Where are the Muslims? Does it not strike anyone as off that our entire strategy is predicated on this unseen protaganist who is going to save the West from Islamic jihad?
Silence from Muslim-Americans Boston.com
AMID THE uproar earlier this month over the assassination of Salmaan Taseer, the secularist governor of the Pakistani province of Punjab, Muslim-American organizations have been largely silent. At a time when mainstream Muslim leaders have been trying to demonstrate their embrace of religious tolerance and pluralism to their fellow Americans, few have had a word to say about this People’s Party leader whose denunciation of Pakistan’s draconian blasphemy law led to his death at the hands of a Muslim zealot — a zealot who has since been celebrated by fundamentalists around the globe.

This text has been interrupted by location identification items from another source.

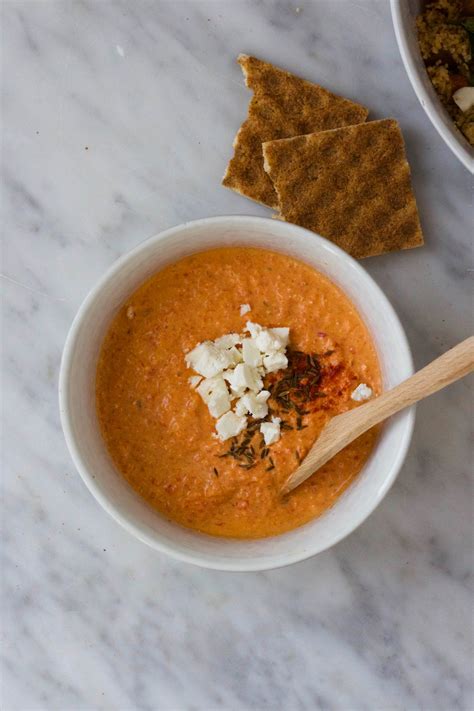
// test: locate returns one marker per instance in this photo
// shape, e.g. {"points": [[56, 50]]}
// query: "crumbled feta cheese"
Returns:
{"points": [[194, 380], [236, 355], [464, 98], [362, 392], [271, 430], [230, 425], [241, 362], [256, 405], [231, 339], [208, 360], [215, 394], [243, 376], [275, 361], [251, 353], [253, 328]]}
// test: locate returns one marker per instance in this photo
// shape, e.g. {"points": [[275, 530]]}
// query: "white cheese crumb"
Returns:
{"points": [[271, 430], [362, 392], [464, 98], [194, 380], [251, 353], [230, 425], [275, 361], [227, 341], [208, 360], [268, 340], [255, 405], [215, 394], [244, 376]]}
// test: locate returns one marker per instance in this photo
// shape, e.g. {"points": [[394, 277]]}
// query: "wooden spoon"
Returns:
{"points": [[344, 429]]}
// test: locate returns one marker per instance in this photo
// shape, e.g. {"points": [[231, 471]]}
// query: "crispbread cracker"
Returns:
{"points": [[351, 185], [282, 106]]}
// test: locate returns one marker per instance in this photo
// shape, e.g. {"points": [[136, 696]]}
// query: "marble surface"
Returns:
{"points": [[118, 119]]}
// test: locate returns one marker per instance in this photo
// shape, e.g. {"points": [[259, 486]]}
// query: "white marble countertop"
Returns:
{"points": [[118, 122]]}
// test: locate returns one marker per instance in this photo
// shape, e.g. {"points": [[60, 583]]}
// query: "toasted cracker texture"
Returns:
{"points": [[282, 106], [351, 185]]}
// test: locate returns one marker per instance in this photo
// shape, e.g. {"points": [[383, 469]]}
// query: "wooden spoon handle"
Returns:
{"points": [[344, 429], [452, 365]]}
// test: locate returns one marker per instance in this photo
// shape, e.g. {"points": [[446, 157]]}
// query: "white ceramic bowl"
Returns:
{"points": [[404, 13], [77, 397]]}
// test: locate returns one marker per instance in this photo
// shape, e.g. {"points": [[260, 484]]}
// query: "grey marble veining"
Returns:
{"points": [[118, 120]]}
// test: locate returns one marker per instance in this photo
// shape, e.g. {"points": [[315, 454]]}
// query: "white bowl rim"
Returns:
{"points": [[89, 480], [431, 106]]}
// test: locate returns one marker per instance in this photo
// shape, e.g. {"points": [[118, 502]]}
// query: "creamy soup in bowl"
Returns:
{"points": [[144, 431]]}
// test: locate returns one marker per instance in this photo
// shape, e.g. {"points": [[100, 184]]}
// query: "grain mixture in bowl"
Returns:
{"points": [[446, 39]]}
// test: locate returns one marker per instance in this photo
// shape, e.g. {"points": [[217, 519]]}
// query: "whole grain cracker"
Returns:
{"points": [[283, 105], [351, 185]]}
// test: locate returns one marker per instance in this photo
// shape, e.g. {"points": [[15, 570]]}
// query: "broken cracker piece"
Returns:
{"points": [[350, 185], [283, 105]]}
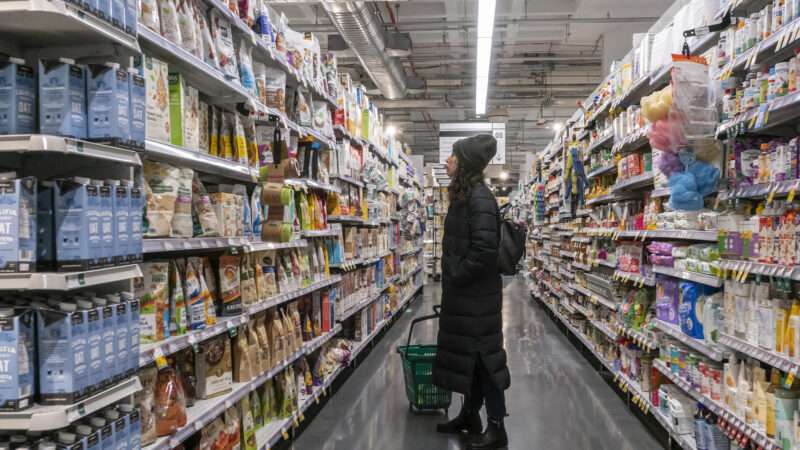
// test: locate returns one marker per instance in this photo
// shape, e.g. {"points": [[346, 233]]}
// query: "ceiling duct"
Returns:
{"points": [[362, 32]]}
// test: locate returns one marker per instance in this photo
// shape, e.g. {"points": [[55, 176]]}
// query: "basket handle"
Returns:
{"points": [[436, 309]]}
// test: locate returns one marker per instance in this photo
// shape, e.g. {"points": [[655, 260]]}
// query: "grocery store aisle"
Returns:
{"points": [[556, 400]]}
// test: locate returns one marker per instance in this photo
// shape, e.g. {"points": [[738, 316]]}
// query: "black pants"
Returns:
{"points": [[484, 389]]}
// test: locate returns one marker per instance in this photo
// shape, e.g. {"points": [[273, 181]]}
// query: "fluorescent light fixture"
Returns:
{"points": [[483, 57]]}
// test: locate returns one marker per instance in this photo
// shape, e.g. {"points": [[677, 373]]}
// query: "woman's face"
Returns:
{"points": [[452, 165]]}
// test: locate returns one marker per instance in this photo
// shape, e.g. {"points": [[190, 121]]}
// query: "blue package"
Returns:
{"points": [[138, 107], [62, 368], [108, 347], [17, 97], [136, 216], [45, 226], [77, 226], [121, 327], [17, 223], [105, 214], [108, 94], [62, 98], [121, 208], [133, 330], [16, 358], [94, 343]]}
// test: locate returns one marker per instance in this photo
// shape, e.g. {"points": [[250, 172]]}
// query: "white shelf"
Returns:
{"points": [[699, 345], [65, 281], [772, 358], [708, 280], [33, 144], [45, 418]]}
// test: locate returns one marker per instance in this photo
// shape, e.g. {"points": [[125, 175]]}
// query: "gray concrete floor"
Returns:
{"points": [[556, 400]]}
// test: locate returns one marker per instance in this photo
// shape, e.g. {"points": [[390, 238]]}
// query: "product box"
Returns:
{"points": [[17, 97], [62, 98], [156, 75], [17, 223], [135, 215], [106, 214], [61, 347], [108, 94], [45, 226], [184, 111], [138, 106], [16, 359], [121, 209]]}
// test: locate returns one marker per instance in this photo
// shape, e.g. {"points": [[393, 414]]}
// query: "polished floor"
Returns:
{"points": [[556, 400]]}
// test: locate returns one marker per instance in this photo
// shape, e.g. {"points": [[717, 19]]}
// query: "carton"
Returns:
{"points": [[184, 113], [135, 224], [45, 226], [106, 214], [108, 94], [156, 76], [16, 358], [62, 98], [121, 206], [138, 106], [17, 97], [17, 223], [60, 335]]}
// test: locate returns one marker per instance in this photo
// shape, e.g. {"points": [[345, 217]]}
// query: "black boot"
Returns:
{"points": [[465, 422], [493, 438]]}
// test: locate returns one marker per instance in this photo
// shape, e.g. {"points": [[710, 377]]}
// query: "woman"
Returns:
{"points": [[470, 358]]}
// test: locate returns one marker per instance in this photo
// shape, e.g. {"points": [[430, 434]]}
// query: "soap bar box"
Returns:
{"points": [[17, 223], [17, 362]]}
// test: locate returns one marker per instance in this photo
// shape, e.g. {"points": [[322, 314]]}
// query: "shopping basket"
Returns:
{"points": [[418, 363]]}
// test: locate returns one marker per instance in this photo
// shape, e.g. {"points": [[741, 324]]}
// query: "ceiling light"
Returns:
{"points": [[483, 57]]}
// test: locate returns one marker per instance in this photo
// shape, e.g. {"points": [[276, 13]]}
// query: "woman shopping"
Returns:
{"points": [[471, 359]]}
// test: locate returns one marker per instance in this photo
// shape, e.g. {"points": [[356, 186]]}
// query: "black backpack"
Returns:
{"points": [[512, 243]]}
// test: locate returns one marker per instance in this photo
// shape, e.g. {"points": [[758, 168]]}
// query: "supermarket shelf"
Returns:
{"points": [[635, 278], [45, 418], [63, 29], [148, 352], [600, 171], [760, 439], [41, 144], [65, 281], [701, 346], [639, 181], [347, 179], [200, 162], [702, 278], [774, 359]]}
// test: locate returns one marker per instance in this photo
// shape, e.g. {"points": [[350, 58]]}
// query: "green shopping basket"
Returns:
{"points": [[418, 363]]}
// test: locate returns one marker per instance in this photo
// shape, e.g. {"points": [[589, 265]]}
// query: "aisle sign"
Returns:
{"points": [[449, 133]]}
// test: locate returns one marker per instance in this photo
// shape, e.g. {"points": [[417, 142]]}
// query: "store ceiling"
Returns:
{"points": [[547, 55]]}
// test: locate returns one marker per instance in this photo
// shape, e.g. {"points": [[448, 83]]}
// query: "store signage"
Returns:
{"points": [[449, 133]]}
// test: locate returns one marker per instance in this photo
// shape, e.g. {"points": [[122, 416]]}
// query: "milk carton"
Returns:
{"points": [[108, 348], [138, 105], [77, 224], [120, 210], [62, 367], [135, 216], [17, 223], [94, 343], [62, 98], [16, 358], [17, 97], [108, 93], [45, 226], [105, 213], [121, 344]]}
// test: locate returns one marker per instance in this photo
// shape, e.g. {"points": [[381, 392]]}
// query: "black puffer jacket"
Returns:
{"points": [[471, 322]]}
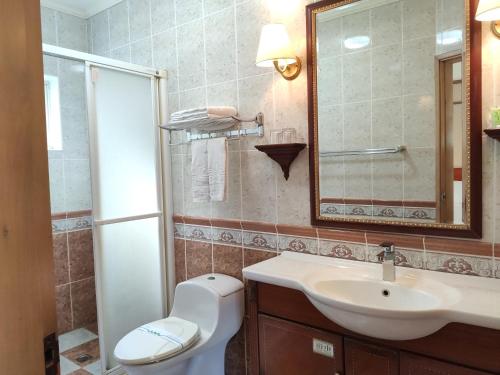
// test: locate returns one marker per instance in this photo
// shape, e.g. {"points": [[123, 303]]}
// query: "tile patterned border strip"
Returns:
{"points": [[398, 212], [72, 224], [431, 253]]}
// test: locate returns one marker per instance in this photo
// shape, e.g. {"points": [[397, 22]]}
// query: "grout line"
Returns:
{"points": [[56, 26], [69, 281]]}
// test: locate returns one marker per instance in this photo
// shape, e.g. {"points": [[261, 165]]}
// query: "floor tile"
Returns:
{"points": [[94, 368], [90, 349], [74, 338], [80, 372]]}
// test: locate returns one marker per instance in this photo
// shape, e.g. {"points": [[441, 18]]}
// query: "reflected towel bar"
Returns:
{"points": [[368, 151]]}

The most notable silence is on the part of the Islamic Circle of North America. Operating in this country for about 40 years, this organization has ideological ties to the Jamaat-e-Islami, one of Pakistan’s main Islamist political parties. The Jamaat explained away the assassination of Taseer on the grounds that it could have been avoided if the government had simply removed him from office. Though the Islamic Circle of North America does not necessarily take orders from its Pakistani parent, it appears unwilling to challenge the views of its overwhelmingly immigrant membership from Pakistan, India, and Bangladesh — many of whom seem to have little sympathy for the slain politician’s secularist views.
Nor is this the first instance of such silence. Last May, when the Pakistani Taliban slaughtered 93 members of a persecuted Muslim sect, the Ahmadiyya, the Islamic Circle of North America held its annual convention in Hartford. Speakers continually reminded the several thousand attendees that “Islam is a religion of peace,’’ yet one of us in attendance heard not a word about the killings all weekend. Other Muslim-American organizations, none of which has such direct and exclusive ties to Pakistan and the region, had even less excuse for their silence.
While Muslim-American leaders are constantly reminding their followers to exercise their rights as Americans, they also embrace the view that Muslims here are part of the worldwide community of fellow believers — the ummah. As such, these organizations are riven by numberless fissures that run along linguistic, ethnic, racial, and doctrinal lines. Their leaders are preoccupied with not saying or doing anything that would cause such fissures to develop into major ruptures.
So while many Muslim-Americans may abhor what happened in Pakistan, others may agree with friends and relatives back home that Taseer’s killing was justified, or at least to be tolerated. In between are Muslims who are conflicted about such events but who get little guidance from leaders who seem to lack either the wisdom or the courage to speak with moral clarity. Some of these leaders are not the pluralists they claim to be. Others have simply grown accustomed to avoiding the difficult choices facing them and instead, especially since 9/11, would rather mobilize and unify their fractious members by pointing to a common enemy — whether it is the FBI, the Patriot Act, or Islamophobes.
The situation is not hopeless, however. It is certainly noteworthy that all the leaders and organizations that have been silent about Taseer’s assassination have been equally vocal and explicit in their denunciation of the slaughter of Coptic Christians in Egypt on Jan. 1. They clearly understood that the killing of Christians by Muslims is not something about which they could remain silent. Now these leaders must confront the reality that in contemporary America, genuine religious pluralism requires them to be just as outraged when Muslims kill Muslims.
In the name of Muslim unity, many Muslim-American leaders and organizations have been less than coherent when it comes to violent extremism. As a result, they have confused their members as to what true religious toleration and pluralism require, and consequently feed the very suspicions of those inclined to doubt the possibility of Muslims fully assimilating to the American way of life. This is a profound disservice to the many Muslim-Americans who are doing just that.